A new exhibition featuring the famous bronze age red deer antlers has opened at Borth Station Museum, Ceredigion.

Martin Bates

The antlers was first spotted on the beach at Borth by Julien Culham and Sharon Davies-Culham in April 2016.  The discovery was reported to the Royal Commission in Aberystwyth who in turn alerted Professor Martin Bates, an archaeologist based at UWTSD’s Lampeter campus.  Professor Bates had previously been working in Borth where he has been investigating the prehistoric forest which was buried under water and sand more than 4,500 years ago.

This latest exhibition at Borth Station Museum has been set up as part of the Portalis project which is a 20-month pilot project exploring the earliest connection between Ireland and Wales, dating back to the Early Mesolithic period.  Portlais, supported by the European Regional Development Fund through the Ireland Wales Cooperation Programme, is led by Waterford Institute of Technology and is supported by the University of Wales Trinity Saint David, Ceredigion County Council and Waterford Chamber of Commerce.
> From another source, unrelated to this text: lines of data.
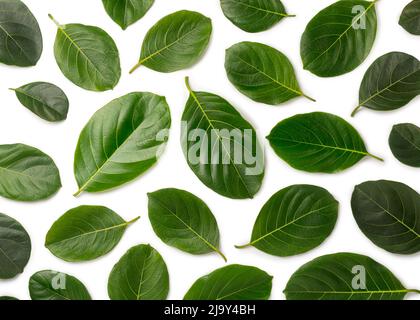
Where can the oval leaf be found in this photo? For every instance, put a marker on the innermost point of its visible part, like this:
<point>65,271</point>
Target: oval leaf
<point>15,247</point>
<point>121,141</point>
<point>294,220</point>
<point>182,220</point>
<point>221,147</point>
<point>262,73</point>
<point>388,212</point>
<point>85,233</point>
<point>141,274</point>
<point>234,282</point>
<point>175,42</point>
<point>339,38</point>
<point>318,142</point>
Following the opening of the exhibition, Professor Martin Bates, commented:

“The antlers were a wonderful discovery that really brought the forest and its environs to light.  When I recovered the antlers from the sea, my first thought was ‘how would we be able to use them to extend our knowledge of the ways in which the shoreline around Borth had developed?’  What I didn’t realise at the time was the extent to which they were to inspire so much more.

We’re delighted to see the antlers return to Borth Station Museum as part of this this new exhibition associated with the Portalis exhibition.  I’m also looking forward to hosting a walk through the submerged forests later in the month.” 

During the month, Professor Martin Bates will also lead a walk on the foreshore at Borth to explore the submerged forest located between Borth and the village of Ynyslas.  The walk will be held on the 27th of August at 2pm.  Everybody is welcome and are invited to meet at the railway station in Borth.

The exhibition itself is open every week on Tuesday, Wednesday, Thursday and Saturday between 12.00pm to 4.00pm throughout August and ends on Saturday 3rd September.